- 6 years ago
I love my Fi. I do. But god, I am so angry right now. Fiance just sold his truck to a buyer and is starting to liquidate some of his assets. (see origional posting) http://boards.weddingbee.com/topic/just-found-out-fi-is-in-a-load-of-debt-now-what
This is good news. I am HAPPY he sold his truck. That is 5 K to go towards his 60 plus K of debt (If I dont include the van he bought that we both agreed to use together).
I have been depressed all week. I have defintely racked in too many hours on the wedding bee and just internet surfing..couch surfing. He has gone to a credit counsellor. He has taken the steps so far to prove that he is serious about cleaning up this mess.
But I still feel like a big mess, a mess of let downs and disappointment and just ANGRY. I try to ignore this. I try to just be happy, move forward, I am trying to get another job, he has applied for a tonne of jobs. This STILL doesnt change the fact that the next three years minimum will be spent paying this DOWN so we ca then SAVE to buy a house and also our dreams of having invitro are pretty much out the window. I was telling everyone we were planning on TTC in the New year…he can’t afford to put that money aside, let alone bring a child in to the house–hold on, WE Can’t afford it now. We are going to be paying that debt down HARD to get out of this revolving credit MESS he created.
So yes, I am MAD. I feel betrayed. Annoyed. I finally told one of my friends today about it and she was shocked-she said he waited to fully disclose until after you said YES, now you are kinda stuck…aren’t you? I mean, I don’t want to think he waited… idon’t think he meant it like that (or at least hope he didn’t) but omg.

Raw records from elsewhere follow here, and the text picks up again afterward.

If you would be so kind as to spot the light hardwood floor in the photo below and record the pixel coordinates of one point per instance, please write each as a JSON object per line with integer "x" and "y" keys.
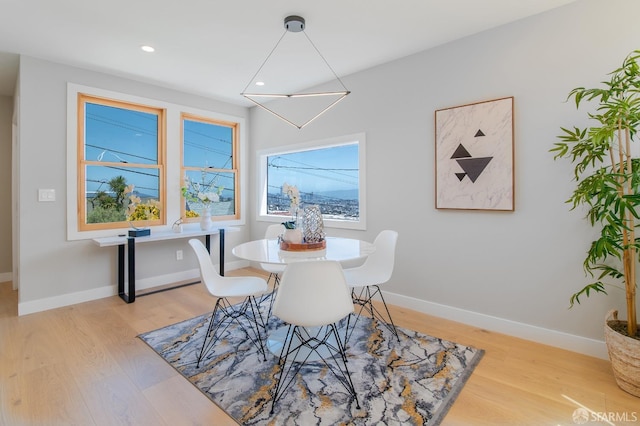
{"x": 83, "y": 365}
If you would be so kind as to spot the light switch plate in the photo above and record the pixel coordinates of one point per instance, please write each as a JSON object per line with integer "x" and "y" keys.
{"x": 46, "y": 194}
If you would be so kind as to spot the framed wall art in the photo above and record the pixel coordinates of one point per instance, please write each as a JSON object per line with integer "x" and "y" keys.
{"x": 474, "y": 156}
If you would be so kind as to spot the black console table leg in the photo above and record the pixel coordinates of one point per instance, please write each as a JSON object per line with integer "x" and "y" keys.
{"x": 121, "y": 271}
{"x": 222, "y": 252}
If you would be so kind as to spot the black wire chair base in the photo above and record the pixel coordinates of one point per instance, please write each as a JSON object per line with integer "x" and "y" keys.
{"x": 246, "y": 315}
{"x": 304, "y": 344}
{"x": 364, "y": 299}
{"x": 272, "y": 294}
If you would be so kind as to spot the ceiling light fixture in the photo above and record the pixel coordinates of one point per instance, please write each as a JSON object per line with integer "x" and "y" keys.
{"x": 279, "y": 104}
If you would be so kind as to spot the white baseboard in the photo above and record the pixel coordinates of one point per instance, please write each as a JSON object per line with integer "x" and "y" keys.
{"x": 47, "y": 303}
{"x": 583, "y": 345}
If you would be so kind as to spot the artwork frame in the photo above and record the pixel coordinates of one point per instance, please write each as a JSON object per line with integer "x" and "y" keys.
{"x": 474, "y": 156}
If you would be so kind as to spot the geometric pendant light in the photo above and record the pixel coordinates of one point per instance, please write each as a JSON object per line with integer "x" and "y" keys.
{"x": 297, "y": 108}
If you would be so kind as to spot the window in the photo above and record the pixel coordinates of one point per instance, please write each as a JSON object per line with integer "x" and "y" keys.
{"x": 146, "y": 146}
{"x": 329, "y": 173}
{"x": 121, "y": 164}
{"x": 209, "y": 160}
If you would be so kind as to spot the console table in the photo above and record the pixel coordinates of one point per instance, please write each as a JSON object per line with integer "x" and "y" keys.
{"x": 130, "y": 242}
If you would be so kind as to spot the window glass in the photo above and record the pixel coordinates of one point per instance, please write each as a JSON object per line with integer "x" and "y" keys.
{"x": 328, "y": 175}
{"x": 209, "y": 167}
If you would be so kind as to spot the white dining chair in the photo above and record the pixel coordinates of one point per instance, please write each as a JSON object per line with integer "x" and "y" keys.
{"x": 312, "y": 299}
{"x": 365, "y": 280}
{"x": 245, "y": 314}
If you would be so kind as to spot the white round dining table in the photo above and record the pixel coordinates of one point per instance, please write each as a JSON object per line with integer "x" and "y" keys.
{"x": 337, "y": 248}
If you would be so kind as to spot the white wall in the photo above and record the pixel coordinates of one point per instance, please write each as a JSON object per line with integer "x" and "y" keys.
{"x": 510, "y": 271}
{"x": 54, "y": 271}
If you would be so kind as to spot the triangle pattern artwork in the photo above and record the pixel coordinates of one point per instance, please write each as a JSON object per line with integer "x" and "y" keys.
{"x": 473, "y": 167}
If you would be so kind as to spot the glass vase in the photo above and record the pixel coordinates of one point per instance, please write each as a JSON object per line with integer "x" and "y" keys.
{"x": 312, "y": 224}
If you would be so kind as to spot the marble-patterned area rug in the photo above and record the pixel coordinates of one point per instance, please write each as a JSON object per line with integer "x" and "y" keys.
{"x": 413, "y": 381}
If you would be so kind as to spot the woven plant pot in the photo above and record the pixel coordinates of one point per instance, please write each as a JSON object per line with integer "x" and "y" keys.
{"x": 624, "y": 353}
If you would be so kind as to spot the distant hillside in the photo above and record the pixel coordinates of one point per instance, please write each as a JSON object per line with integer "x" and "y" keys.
{"x": 344, "y": 194}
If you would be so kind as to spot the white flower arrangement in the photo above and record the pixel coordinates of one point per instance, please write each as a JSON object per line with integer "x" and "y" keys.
{"x": 201, "y": 192}
{"x": 294, "y": 197}
{"x": 137, "y": 210}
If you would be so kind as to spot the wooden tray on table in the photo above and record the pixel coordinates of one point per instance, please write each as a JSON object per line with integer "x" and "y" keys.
{"x": 303, "y": 246}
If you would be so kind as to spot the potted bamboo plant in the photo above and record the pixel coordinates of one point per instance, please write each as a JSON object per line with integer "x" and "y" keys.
{"x": 608, "y": 181}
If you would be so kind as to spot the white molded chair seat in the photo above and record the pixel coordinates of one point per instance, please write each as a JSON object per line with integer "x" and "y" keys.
{"x": 312, "y": 298}
{"x": 365, "y": 280}
{"x": 246, "y": 314}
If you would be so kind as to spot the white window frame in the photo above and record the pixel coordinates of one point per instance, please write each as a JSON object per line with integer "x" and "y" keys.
{"x": 261, "y": 158}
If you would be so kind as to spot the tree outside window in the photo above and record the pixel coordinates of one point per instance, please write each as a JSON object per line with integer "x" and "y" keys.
{"x": 121, "y": 167}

AND, the credit counsellor advised him to sign the business over to ME and move the money we have in our business account to a different bank that doesn’t also have a 30K line of credit looming over HIS head that he has to pay somehow.
I told him I looked into this and that I figured this was the case, that IF he misses payments, the bank can go after OUR bank account or freeze them which means *I* dont get paid or feed MY kids.
So that gets me FURIOUS. Absolutely FURIOUS.
How could he do this and rack this up?
Sorry…all this emotion is coming out and anger because he just BBmd me how happy he is he just sold the truck and has a cheque in his hand (he is out of town and delivering it) and I just totally lost it…
I told him while he is at his mothers, he should ask for the 30K he gave her because now his future wife and her son can’t HAVE A LIFE because she also took advantage of him and took his CC and claimed to have no money and told him some sob story so he paid her mortgage and bills for MONTHS…
and then ohh…she has magical money all of asudden when he tells her he is out of money and cant keep supportin her.
I love him , but I wish sometimes, like right now, I hadnt said Yes. I wish I had known. I dont know if it would have changed anything, but at least maybe delayed the wedding. I cant go through with the embarrassment of moving the wedding date and postponing, since we already have people who have booked plane tickets, and clients coming, I am already embarrassed t oSH! About this.
We can’t even lease a house, let alone buy one right now, so we are living in my rental. Some success story we are right now. UGh.
I feel like the biggest loser alive.